Weinstein also conceded the error, tweeting that the supposed post "turns out not to be authentic."

But by then, the damage was done.

'He's butchering my name'

The first post that Solenkova saw sharing the made-up tweet came from Paul Ray Ramsey, a far-right internet personality who has spoken at white supremacist conferences.

Ramsey told NBC News he saw the image elsewhere on the web. His post has since been deleted.

Screenshot taken from Twitter on January 6, 2023

"Then Joe Rogan takes (an) unconfirmed tweet from a white nationalist, and puts the whole podcast about vaccines," Solenkova said. "And 11 minutes, he's butchering my name. He's showing my face. He didn't reach out to me."

Solenkova, who like many doctors gained thousands of Twitter followers over the course of the pandemic, said harassment flooded her inboxes on Facebook, Instagram, LinkedIn and Twitter. She was overwhelmed by messages calling for her to lose her job and medical license. Some falsely accused her of deleting the alleged tweet.

Solenkova said she worries about the fake post becoming a mainstay of Google searches for her name or forming the basis of complaints to medical boards.

"This is the number one podcast in the world.

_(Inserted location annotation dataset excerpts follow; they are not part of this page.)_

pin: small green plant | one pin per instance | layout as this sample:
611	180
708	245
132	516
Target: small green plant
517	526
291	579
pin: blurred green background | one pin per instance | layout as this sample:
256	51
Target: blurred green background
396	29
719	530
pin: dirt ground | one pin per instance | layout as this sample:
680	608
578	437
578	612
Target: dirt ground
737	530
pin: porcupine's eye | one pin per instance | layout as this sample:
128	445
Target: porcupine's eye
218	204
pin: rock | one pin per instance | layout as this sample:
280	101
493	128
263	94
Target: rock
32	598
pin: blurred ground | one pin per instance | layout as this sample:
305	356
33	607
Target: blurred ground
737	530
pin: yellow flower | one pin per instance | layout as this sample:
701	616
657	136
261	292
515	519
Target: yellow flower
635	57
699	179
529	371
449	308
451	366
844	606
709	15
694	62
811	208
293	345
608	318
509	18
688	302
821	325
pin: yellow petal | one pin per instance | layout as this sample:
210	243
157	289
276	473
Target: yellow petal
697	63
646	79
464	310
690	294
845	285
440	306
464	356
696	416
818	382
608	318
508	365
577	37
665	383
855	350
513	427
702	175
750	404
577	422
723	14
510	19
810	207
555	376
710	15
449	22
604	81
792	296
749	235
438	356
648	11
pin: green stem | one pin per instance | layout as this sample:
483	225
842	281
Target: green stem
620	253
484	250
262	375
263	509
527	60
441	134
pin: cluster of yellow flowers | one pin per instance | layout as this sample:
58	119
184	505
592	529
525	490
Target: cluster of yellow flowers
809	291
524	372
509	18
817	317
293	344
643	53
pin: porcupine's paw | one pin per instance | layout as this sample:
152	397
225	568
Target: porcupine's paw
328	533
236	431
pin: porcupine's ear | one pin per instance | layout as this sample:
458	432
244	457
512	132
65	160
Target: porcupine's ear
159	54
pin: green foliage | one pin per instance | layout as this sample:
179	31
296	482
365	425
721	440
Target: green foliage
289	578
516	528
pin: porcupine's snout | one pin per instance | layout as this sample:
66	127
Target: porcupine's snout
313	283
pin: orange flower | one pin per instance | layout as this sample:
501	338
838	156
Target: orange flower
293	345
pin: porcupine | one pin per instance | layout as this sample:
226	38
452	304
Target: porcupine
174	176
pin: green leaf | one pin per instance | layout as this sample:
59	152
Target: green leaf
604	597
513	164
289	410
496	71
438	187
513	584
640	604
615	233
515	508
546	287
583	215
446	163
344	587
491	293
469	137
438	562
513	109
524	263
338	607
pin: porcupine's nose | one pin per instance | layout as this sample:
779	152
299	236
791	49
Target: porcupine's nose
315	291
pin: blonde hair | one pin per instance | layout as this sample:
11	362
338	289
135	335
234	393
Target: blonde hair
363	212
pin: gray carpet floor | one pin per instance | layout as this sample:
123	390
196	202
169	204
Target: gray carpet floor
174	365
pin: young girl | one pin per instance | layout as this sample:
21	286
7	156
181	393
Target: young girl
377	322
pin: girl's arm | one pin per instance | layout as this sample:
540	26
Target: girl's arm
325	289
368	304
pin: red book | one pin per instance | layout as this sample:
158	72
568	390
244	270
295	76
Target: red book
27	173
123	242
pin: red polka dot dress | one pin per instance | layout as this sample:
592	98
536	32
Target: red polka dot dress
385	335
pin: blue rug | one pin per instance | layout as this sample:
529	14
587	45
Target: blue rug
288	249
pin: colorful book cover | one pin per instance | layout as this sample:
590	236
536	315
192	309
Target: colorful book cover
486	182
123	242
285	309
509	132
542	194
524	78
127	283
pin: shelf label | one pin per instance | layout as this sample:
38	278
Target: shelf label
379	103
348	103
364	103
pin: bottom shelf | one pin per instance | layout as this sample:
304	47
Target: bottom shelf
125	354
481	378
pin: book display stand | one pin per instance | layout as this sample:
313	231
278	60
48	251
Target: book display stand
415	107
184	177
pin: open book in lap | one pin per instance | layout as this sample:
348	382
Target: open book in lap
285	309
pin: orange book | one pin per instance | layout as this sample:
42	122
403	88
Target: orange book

He spent 11 and a half minutes talking about her, disparaging her, and he didn't take five seconds to verify any of it," said Daniel Uhlfelder, Solenkova's attorney and a former Democratic candidate for Florida attorney general. "This is a physician who has been accused of referring to vaccines as poison. You can't overstate the negative impact that this could have."

Uhlfelder said they are exploring options for potential legal recourse. On January 6, he sent Rogan a pre-suit cease letter demanding the withdrawal of his statements about Solenkova and an apology.

Reached by AFP, a Spotify representative for Rogan declined to comment.

Fake tweet remains online

The incident comes after Twitter in November 2022 quit enforcing a policy against Covid-19 misinformation. Elon Musk, who took over the company in late October, has also allowed subscribers to purchase verification, resulting in an influx of deceptive posts and accounts.

Solenkova said she spent hours reporting posts and accounts sharing the fake tweet. But she received notifications saying such content did not violate the platform's policies against misleading and deceptive identities.

"In order for an account to be in violation of the policy, it must portray another person or business in a misleading or deceptive manner," the emails from Twitter Support to Solenkova said, according to screenshots shared with AFP.

Twitter also has rules against synthetic and manipulated media, but the company says it generally does not "enforce on doctored or fake tweets, social media posts, or chat messages under this policy."

Rogan has faced backlash on several occasions for advancing false narratives about the Covid-19 shots and other topics on his show. He has also hosted controversial guests who promote anti-vaccine misinformation.

AFP has previously debunked other fake tweets here, here and here.

January 9, 2023 This article was updated to fix a typo in the eighth paragraph.